Eu, juntamente com muitos colegas de todas as esferas da vida, dediquei cerca de um ano para descobrir como comunicar essas novas metas globais de maneira que as pessoas vejam sua relevância. Depois que as metas foram anunciadas nas Nações Unidas em 2015, nossa ambição era conseguir que 7 bilhões de pessoas tomassem, num prazo de sete dias, consciência de que esses objetivos existiam e importavam.
Claro que falhamos, mas por qualquer meio – TV, rádio, mensagens de texto, igrejas, música pop, lições na escola, mídias sociais e bons e velhos jornais – não fomos mal, atingindo 40% da população mundial , cerca de 3 bilhões de pessoas, em apenas uma semana.
Olho: “Você não pode lutar por seus direitos a menos que saiba o que são”
Mas agora, obviamente, começa o verdadeiro trabalho: tentar ajudar as pessoas a entenderem essas metas, cuidarem apaixonadamente delas e responsabilizarem seus líderes. Você não pode lutar por seus direitos a menos que saiba o que são, e os novos objetivos são uma espécie de Declaração de Direitos Planetários, o único plano para garantir que a vida de nossos filhos – e a de seus filhos – seja em um Mundo melhor do que o nosso. Precisamos nos certificar de que todos saibam que essas metas se aplicam a todos os países e que quando os líderes mundiais as assinaram, prometeram assegurar que ninguém fique de fora – não importa quem são e onde vivem.
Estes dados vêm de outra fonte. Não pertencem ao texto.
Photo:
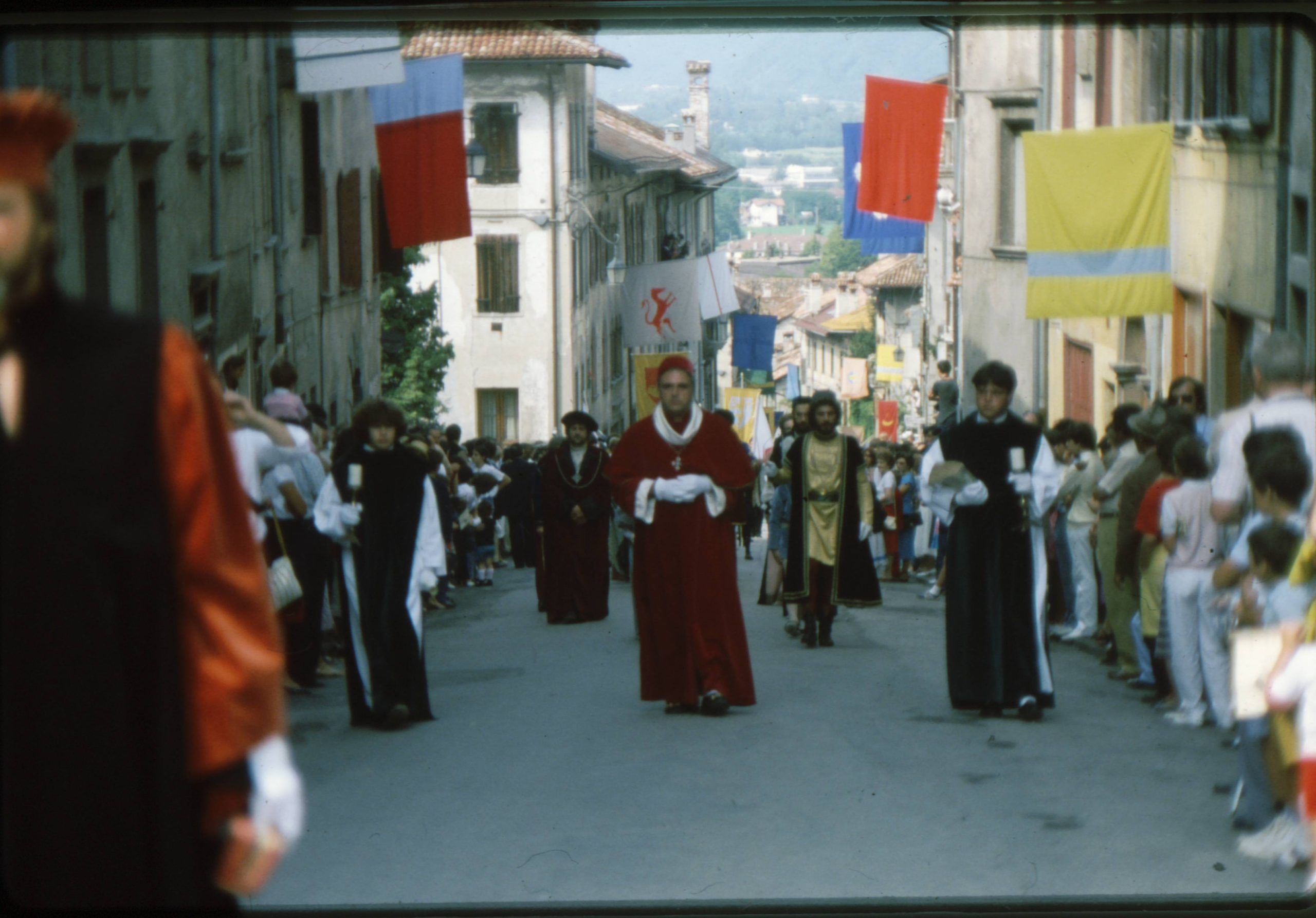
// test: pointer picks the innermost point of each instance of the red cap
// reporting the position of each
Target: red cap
(677, 362)
(33, 126)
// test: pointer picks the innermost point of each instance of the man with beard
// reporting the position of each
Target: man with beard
(675, 472)
(576, 511)
(997, 559)
(144, 716)
(828, 563)
(779, 521)
(393, 550)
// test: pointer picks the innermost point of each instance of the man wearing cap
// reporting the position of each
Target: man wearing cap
(574, 513)
(145, 764)
(828, 563)
(675, 472)
(997, 557)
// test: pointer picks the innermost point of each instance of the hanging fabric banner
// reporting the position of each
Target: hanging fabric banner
(1098, 222)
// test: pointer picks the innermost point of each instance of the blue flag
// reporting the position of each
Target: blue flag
(877, 236)
(752, 341)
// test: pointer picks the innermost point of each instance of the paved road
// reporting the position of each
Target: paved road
(546, 779)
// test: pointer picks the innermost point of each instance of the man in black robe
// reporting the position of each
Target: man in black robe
(828, 561)
(574, 516)
(997, 558)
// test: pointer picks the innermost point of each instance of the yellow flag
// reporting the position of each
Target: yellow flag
(647, 382)
(1098, 217)
(741, 403)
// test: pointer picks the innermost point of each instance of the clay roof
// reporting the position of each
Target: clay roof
(894, 271)
(626, 138)
(504, 41)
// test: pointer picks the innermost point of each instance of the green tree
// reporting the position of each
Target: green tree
(415, 352)
(842, 255)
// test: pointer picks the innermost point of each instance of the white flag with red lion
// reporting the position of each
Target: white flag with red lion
(661, 303)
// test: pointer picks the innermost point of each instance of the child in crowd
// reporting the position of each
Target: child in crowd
(1277, 603)
(483, 528)
(1153, 557)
Claro que tudo isso importa para pessoas mais velhas – não apenas porque minha geração ainda segura muitas rédeas de poder, mas porque hoje vive-se mais do que nunca, e isso traz oportunidades e desafios. Cumprir os objetivos melhorará a vida de pessoas de todas as idades agora e no futuro porque a desigualdade e a pobreza na vida adulta se relacionam diretamente com o que passamos quando somos jovens.
Com esses objetivos, temos uma oportunidade épica, mas alcançá-los precisará de todos. O objetivo 17, o último, é sobre parceria pelas metas, convidando todos a se envolver. O que quer que faça e onde quer que esteja, espero que você encontre um momento para despertar a curiosidade sobre este plano genuinamente positivo e ver se há uma maneira de aplicá-lo ao negócio em que trabalha, à vida que leva e às famílias e às comunidades com quem vive.
O presidente Kennedy não disse: “Vamos para a metade da Lua e depois voltar”. Usain Bolt não corre 50 metros rápidos e depois para. Os Objetivos de Desenvolvimento do Milênio salvaram milhões de vidas; as novas Metas Globais podem ir ainda mais longe e mudar as vidas de todos. Verifique-os.
Richard Curtis, roteirista e diretor, é responsável por filmes como “Quatro Casamentos e Um Funeral”, “Um Lugar Chamado Notting Hill”, “Diário de Bridget Jones”, “Mr. Bean”, “Simplesmente Amor”, “Os Piratas do Rock”, “Questão de Tempo” e, mais recentemente “Trash – A Esperança Vem do Lixo e Esio Trot”. Em 2014, fundou o Project Everyone. Trabalhando lado a lado com as Nações Unidas, o projeto ajudou a lançar e a promover os Objetivos Globais para o Desenvolvimento Sustentável, uma série de metas ambiciosas para acabar com a pobreza extrema, lutar contra a desigualdade e a injustiça e combater as mudanças climáticas até 2030.
Como parte de seu esforço, produziu o Global Citizen Festival, ao vivo do Central Park, que foi transmitido para 150 territórios ao redor do mundo. Em janeiro de 2016, foi formalmente nomeado como embaixador dos Objetivos de Desenvolvimento Sustentável de ONU, ao lado de 16 outras pessoas, entre elas Forest Whitaker, Paul Polman e Shakira.